3. Demonstrate the usage of the Priority Queue.

3. Code Program

class PriorityQueue {
    private int[] heap;
    private int size;
    private int maxsize;

    private static final int FRONT = 1;

    public PriorityQueue(int maxsize) {
        this.maxsize = maxsize;
        this.size = 0;
        heap = new int[this.maxsize + 1];
        heap[0] = Integer.MAX_VALUE;
    }

    private int parent(int pos) {
        return pos / 2;
    }

    private int leftChild(int pos) {
        return (2 * pos);
    }

    private int rightChild(int pos) {
        return (2 * pos) + 1;
    }

    private boolean isLeaf(int pos) {
        return pos >= (size / 2) && pos <= size;
    }

    private void swap(int fpos, int spos) {
        int tmp = heap[fpos];
        heap[fpos] = heap[spos];
        heap[spos] = tmp;
    }

    private void maxHeapify(int pos) {
        if (!isLeaf(pos)) {
            if (heap[pos] < heap[leftChild(pos)] || heap[pos] < heap[rightChild(pos)]) {
                if (heap[leftChild(pos)] > heap[rightChild(pos)]) {
                    swap(pos, leftChild(pos));
                    maxHeapify(leftChild(pos));
                } else {
                    swap(pos, rightChild(pos));
                    maxHeapify(rightChild(pos));
                }
            }
        }
    }

    public void insert(int element) {
        if (size >= maxsize) {
            return;
        }
        heap[++size] = element;
        int current = size;

        while (heap[current] > heap[parent(current)]) {
            swap(current, parent(current));
            current = parent(current);
        }
    }

    public int remove() {
        int popped = heap[FRONT];
        heap[FRONT] = heap[size--];
        maxHeapify(FRONT);
        return popped;
    }

    public static void main(String[] args) {
        PriorityQueue priorityQueue = new PriorityQueue(10);
        priorityQueue.insert(3);
        priorityQueue.insert(5);
        priorityQueue.insert(9);
        priorityQueue.insert(1);
        priorityQueue.insert(8);
        System.out.println(priorityQueue.remove());  // 9
        System.out.println(priorityQueue.remove());  // 8
    }
}

Output:

9
8

4. Step By Step Explanation

1. PriorityQueue class encapsulates the structure and operations of our max heap-based priority queue.

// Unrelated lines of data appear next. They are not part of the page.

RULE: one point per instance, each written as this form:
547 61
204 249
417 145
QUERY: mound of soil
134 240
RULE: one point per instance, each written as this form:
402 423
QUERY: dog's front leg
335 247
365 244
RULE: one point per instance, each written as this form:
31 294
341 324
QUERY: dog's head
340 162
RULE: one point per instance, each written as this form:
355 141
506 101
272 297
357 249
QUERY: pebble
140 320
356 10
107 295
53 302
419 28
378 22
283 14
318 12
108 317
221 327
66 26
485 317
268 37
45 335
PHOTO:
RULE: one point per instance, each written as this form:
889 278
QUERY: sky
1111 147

2. Initialization is done in the constructor where the first position (index 0) of the heap array is set to Integer.MAX_VALUE. This aids in the insert operation.

3. parent, leftChild, and rightChild methods provide easy access to the respective positions in the array-based heap.

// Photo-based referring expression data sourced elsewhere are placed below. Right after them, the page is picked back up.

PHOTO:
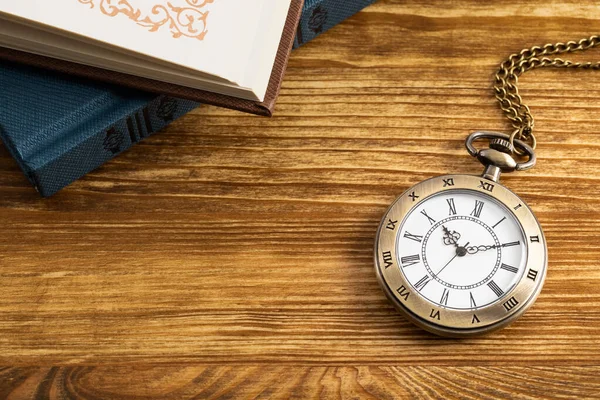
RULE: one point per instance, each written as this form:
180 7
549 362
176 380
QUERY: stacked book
79 78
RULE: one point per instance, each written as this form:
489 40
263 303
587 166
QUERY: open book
229 48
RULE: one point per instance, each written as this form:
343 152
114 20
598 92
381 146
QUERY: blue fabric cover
60 127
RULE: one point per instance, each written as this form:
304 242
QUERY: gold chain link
507 77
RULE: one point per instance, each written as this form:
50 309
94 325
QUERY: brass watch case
453 322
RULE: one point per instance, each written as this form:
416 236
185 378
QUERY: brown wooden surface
230 255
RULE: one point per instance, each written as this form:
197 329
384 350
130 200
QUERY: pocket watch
462 255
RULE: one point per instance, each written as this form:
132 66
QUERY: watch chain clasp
499 157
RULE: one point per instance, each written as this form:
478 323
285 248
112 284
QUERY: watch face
461 249
460 255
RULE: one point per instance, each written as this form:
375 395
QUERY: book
59 128
230 53
318 16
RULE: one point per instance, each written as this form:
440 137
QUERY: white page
221 47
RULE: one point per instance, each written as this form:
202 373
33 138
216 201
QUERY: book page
211 36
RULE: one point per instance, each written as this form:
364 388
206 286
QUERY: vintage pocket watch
462 255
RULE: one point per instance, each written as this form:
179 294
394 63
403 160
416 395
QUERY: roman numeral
478 208
532 274
449 182
410 236
431 220
391 225
509 268
498 223
422 282
495 288
403 292
510 303
486 186
444 299
407 261
387 259
452 207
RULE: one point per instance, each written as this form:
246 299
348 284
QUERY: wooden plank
284 382
245 243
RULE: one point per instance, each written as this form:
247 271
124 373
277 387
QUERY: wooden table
231 255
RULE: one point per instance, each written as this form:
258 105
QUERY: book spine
318 16
106 144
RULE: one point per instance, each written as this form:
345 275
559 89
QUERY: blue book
58 127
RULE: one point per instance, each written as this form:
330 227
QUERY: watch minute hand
477 249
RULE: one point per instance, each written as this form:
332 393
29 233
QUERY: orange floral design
183 21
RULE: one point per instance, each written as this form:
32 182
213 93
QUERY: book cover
104 63
58 127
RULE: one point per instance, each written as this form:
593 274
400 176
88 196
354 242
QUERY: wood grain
240 248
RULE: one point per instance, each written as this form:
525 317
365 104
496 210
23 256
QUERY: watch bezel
454 322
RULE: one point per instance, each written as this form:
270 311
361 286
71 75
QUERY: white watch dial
461 249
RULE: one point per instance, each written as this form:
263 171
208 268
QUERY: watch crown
502 145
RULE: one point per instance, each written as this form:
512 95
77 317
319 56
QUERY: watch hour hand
450 237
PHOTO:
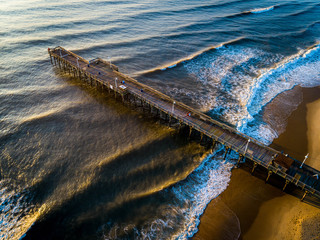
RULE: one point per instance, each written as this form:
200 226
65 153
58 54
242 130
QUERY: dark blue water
76 164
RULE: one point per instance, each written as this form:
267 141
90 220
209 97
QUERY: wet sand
255 210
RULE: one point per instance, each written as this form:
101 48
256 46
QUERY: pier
105 76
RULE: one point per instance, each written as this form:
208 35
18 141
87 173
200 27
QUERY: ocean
77 164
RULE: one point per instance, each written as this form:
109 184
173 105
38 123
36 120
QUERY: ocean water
77 164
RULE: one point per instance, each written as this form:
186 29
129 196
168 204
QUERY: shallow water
76 164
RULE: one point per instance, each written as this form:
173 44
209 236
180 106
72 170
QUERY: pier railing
102 73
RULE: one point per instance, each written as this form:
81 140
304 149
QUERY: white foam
180 217
301 69
16 215
224 78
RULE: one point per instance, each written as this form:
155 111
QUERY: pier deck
106 76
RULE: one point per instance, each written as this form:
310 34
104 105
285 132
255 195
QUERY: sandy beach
256 210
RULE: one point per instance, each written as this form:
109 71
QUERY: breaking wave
180 218
301 69
262 10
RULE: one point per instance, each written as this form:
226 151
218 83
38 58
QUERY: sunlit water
76 164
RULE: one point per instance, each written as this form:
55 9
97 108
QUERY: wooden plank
105 74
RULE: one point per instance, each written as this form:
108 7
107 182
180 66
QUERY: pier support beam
190 131
239 160
254 167
285 185
269 174
304 195
226 153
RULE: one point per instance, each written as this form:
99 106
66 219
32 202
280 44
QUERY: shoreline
261 210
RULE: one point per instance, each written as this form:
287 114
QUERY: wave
188 58
302 69
262 10
16 213
179 218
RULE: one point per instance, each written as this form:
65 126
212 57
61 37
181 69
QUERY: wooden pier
105 76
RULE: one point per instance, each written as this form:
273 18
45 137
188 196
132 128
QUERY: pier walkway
106 76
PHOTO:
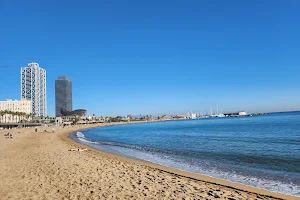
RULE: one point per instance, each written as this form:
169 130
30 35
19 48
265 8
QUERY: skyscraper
33 87
63 95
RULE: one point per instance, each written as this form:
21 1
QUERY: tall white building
19 108
33 87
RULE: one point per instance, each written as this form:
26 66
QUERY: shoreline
41 166
185 174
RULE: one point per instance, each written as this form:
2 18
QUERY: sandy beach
40 166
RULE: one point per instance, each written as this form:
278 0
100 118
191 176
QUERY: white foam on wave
80 136
178 163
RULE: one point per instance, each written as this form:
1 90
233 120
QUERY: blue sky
157 57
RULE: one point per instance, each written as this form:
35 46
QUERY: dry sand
40 166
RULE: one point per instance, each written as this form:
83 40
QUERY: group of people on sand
9 136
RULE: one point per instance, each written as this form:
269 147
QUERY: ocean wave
180 161
80 136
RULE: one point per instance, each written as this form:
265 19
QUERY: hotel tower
33 87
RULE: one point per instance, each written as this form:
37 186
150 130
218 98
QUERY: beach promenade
40 166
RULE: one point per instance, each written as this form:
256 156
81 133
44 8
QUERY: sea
259 151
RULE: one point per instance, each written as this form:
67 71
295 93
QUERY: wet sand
40 166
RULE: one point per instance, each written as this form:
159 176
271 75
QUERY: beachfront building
33 87
63 95
242 113
14 111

4. The swap method swaps the two elements of the heap.

5. maxHeapify ensures that the tree remains a max heap after each operation.

6. The insert method adds an element to the heap while maintaining the max heap property.

7. The remove method removes and returns the highest priority (maximum) element from the priority queue.

8. In the main method, we've demonstrated the usage of the PriorityQueue by inserting five integers and removing the two with the highest priorities. This results in the output of 9 followed by 8.